‘If you would marry Mariella,’ she said, still out of her dream, ‘you could bring up Peter. She’d like that. I think she loves you.’

He took no notice; and she wondered if she had not spoken aloud, after all; or whether her small voice had not penetrated his absorption.

‘Why, what would we make of each other married?’ he went on. ‘It would be one long succession of agaçements. We’re both so self-conscious, so fastidious, so civilized.... Oh, it would be appalling.’

‘Yes, it would.’

‘But, Judith, lovely delightful Judith,’ he pleaded, his voice deep and beautiful, ‘for a season, for a season! A clean leap in, and out again the minute it started to be a failure. Think what we could give each other!’

‘It would be very good for us I suppose....’ She held her head in her hands, trying to think. What could he possibly give her that she would want?

‘It would, it would. We’d live a bit instead of thinking. I’d make you forget, I swear: and what things I’d give you to remember instead!—good things that have been my secrets for years, that I’ve longed for years to share, to offer to your lovely quick intelligence. No one else has had them, Judith. They’ve been waiting for you: nobody else has ever come near you in my mind. Judith, it wouldn’t be the irritating tiresome old bore you know: that isn’t I! I’ve got secrets. Let me tell you them. So much beauty I’d enrich you with, and then I’d let you go. Isn’t that fair? Isn’t that worth having? Go and marry and breed afterwards if you must, but let me give you this first. Try me, Judith, try me. You can’t refuse to try me.

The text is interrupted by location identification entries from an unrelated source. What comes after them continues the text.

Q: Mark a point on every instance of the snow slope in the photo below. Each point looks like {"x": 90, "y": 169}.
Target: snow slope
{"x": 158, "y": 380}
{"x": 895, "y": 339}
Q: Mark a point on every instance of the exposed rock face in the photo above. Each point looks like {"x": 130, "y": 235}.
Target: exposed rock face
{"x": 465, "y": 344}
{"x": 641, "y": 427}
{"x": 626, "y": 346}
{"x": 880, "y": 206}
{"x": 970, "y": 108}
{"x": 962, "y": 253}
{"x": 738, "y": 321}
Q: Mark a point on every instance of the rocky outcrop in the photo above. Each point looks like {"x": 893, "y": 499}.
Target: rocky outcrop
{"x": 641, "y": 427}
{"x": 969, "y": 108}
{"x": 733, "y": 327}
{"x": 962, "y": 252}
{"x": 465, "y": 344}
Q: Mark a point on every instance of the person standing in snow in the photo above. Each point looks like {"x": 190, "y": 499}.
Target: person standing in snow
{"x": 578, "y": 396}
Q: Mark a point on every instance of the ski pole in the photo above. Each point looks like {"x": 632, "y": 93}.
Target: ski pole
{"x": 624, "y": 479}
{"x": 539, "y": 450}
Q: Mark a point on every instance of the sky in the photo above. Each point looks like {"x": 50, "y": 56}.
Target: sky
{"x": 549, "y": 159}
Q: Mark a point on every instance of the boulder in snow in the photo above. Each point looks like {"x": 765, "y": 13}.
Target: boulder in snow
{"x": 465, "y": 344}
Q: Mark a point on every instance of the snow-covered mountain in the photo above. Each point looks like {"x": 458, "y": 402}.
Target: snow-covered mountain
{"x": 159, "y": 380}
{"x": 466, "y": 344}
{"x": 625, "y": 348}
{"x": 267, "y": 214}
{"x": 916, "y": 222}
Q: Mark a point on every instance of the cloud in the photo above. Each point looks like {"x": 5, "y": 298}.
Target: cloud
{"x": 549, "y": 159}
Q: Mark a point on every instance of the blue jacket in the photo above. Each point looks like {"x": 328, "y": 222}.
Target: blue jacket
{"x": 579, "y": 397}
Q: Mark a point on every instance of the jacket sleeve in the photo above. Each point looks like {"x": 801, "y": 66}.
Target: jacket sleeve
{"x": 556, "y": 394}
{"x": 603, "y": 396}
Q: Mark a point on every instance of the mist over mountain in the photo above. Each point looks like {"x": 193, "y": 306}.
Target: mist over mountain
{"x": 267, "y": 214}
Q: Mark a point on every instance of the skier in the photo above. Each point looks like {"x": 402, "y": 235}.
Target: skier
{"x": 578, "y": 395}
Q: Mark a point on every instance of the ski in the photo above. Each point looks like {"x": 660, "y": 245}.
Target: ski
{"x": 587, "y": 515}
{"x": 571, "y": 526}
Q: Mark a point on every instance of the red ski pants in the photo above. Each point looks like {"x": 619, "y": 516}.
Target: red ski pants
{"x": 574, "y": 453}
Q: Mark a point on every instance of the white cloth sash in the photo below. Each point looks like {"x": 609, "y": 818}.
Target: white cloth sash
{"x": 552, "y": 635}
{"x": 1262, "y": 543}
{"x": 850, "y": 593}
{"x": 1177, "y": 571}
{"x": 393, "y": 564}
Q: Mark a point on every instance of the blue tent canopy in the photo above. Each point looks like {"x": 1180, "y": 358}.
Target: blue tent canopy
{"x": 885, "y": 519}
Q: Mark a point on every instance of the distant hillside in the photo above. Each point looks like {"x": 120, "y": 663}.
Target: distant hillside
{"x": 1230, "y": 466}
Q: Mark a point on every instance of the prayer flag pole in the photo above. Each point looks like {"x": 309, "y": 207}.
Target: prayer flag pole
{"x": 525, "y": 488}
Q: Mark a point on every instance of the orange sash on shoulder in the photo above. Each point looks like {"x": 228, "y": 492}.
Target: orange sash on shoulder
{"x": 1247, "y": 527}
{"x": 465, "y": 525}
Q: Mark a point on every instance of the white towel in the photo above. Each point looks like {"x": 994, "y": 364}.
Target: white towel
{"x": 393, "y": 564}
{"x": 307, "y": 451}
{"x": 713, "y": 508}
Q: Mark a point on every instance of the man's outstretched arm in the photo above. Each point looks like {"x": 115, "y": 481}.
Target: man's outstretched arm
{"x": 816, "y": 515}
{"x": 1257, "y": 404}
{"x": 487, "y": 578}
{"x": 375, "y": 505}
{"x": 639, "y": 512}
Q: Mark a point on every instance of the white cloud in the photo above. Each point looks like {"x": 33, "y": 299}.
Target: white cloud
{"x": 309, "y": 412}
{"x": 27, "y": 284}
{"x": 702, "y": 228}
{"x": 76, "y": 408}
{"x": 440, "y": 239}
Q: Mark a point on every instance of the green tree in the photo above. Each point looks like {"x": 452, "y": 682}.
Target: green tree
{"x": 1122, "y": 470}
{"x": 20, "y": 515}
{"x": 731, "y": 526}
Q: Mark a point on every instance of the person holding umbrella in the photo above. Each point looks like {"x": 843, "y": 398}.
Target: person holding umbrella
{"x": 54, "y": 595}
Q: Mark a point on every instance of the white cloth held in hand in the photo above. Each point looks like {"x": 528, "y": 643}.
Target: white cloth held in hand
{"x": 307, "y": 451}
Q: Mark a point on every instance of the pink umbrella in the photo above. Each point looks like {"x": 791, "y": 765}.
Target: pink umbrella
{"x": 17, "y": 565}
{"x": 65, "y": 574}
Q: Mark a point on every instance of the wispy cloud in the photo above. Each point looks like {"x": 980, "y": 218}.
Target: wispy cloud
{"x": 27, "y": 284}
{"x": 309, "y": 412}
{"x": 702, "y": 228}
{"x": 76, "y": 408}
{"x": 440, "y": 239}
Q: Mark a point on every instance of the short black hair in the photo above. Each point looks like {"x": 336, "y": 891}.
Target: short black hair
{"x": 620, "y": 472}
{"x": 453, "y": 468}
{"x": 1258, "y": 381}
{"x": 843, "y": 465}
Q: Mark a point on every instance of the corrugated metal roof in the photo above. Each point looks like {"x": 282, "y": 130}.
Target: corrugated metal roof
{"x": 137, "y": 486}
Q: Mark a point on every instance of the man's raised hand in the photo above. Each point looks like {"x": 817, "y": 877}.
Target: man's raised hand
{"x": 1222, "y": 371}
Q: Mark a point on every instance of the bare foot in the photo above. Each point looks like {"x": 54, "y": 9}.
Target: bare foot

I want you so much.’

She wanted to stop her ears: for she felt herself helplessly yielding to the old syren of words.

‘Julian—I couldn’t give you—what you wanted. Oh, I couldn’t! It’s such a step—you don’t realise—for a woman. She can’t ever get back—afterwards, and be safe in the world. And she might want to.’

‘I’d see you got back if you wanted to. But I don’t think you will. You won’t want to be safe. That’s not for you. Oh, Judith, I know you better than you know yourself.’